Red loctite? Use that and you'll never get it it off without a lot heat.


----------



## tranzformer (Dec 27, 2007)

baalan said:


> Red loctite? Use that and you'll never get it it off without a lot heat.


He was messing around with that whole post. None of it was serious.:thumbsup:


----------



## vette (Feb 1, 2009)

ahhh but I was,I usually use big gears goin up hill ,any ways I think they should have added maybe a setscrew or something but I guess they tried to save weight,I put red loctite so it doesnt come loose when I take looong rides besides I dont plan on takin them off till the bearings go,also I have very good mechanical skills I do all my own work on my bikes,cars,cycles,truck,house, I have a fully equipped garage with a 4 post lift so Im no newby to this stuff,I hate when I have to justify myself.


----------



## vette (Feb 1, 2009)

Dan Gerous said:


> Never happened to me and I've had Hollowgrams for a few years, on three bikes. What got loose? The arm got off the spindle? If so, I'd say it just wasn't tightened before you got out. The only part that requires loctite is the spider lock-ring thread... and some people use loctite on the chainring bolts but everywhere else, lots of grease.
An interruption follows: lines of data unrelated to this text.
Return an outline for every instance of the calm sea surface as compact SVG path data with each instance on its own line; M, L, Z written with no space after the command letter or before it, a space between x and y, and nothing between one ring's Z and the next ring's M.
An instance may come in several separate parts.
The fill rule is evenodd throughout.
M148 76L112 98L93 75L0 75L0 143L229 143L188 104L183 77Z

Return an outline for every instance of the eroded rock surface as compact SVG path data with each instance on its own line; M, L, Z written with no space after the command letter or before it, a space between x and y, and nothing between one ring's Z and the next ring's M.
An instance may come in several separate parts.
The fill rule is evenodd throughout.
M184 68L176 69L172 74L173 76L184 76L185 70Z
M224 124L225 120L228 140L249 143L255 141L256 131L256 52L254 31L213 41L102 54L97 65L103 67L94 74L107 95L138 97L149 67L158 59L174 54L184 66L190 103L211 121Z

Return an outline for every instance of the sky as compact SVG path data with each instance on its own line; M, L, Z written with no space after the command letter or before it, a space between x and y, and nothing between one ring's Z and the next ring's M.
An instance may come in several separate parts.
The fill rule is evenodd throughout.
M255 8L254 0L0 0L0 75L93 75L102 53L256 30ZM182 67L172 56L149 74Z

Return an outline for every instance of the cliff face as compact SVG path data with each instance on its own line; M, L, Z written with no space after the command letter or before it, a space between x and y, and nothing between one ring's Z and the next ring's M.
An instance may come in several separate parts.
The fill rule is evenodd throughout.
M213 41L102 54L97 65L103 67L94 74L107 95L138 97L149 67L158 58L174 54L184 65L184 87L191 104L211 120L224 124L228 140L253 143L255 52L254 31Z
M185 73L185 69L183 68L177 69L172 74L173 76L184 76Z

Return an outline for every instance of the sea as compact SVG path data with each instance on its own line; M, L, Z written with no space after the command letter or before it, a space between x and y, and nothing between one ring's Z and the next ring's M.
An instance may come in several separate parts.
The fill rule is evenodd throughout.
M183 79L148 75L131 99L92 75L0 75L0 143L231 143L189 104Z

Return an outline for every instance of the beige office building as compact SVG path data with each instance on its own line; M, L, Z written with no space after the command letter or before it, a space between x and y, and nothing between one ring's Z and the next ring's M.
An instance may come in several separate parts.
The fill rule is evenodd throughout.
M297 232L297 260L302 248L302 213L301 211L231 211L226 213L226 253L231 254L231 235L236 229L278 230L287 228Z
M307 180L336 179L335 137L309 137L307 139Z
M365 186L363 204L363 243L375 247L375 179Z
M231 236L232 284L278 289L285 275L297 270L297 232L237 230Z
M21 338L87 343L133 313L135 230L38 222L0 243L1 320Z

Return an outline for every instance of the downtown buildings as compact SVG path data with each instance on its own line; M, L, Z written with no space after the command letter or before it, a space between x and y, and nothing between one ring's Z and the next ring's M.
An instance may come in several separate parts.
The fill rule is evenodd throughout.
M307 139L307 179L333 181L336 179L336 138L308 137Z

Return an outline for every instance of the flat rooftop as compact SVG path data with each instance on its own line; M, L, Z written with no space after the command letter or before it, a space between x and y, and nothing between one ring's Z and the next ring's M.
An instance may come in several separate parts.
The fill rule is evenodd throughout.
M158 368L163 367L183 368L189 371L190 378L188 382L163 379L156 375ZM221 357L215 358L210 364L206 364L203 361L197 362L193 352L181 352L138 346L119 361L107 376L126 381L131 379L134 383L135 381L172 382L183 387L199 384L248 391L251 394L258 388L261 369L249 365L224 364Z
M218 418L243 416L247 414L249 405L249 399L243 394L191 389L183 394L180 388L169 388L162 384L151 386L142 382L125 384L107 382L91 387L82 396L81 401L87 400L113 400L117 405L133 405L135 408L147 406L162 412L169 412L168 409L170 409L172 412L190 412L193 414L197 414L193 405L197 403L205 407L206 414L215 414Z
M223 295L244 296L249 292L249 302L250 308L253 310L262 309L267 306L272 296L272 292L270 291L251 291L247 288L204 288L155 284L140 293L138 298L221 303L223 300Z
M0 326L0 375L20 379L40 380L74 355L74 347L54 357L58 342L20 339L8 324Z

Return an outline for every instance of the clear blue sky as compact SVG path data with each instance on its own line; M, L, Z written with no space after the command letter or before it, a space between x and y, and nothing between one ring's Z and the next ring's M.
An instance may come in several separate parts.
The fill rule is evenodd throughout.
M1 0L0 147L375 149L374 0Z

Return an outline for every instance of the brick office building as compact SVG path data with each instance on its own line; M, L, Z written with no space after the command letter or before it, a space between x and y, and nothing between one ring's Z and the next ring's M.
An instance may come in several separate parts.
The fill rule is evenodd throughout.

I put the bike together last year so it lasted that long ,usually when I tighten them they never come loose whick kinda freaked me out at first I thought it was the pedal,lol careful now you may have jinxed urself


----------



## ph0enix (Aug 12, 2009)

vette said:


> got some red threadlock on and used a 10 mm hex and ratchet ,hopefully it wont come loose ,I like pushin a 53 x 17 goin up the hills so maybe too much torque got the best of them


Either they must be very small hills or you're superhuman. Even at just 80RPM, 53x17 equates to 20+Mph.


----------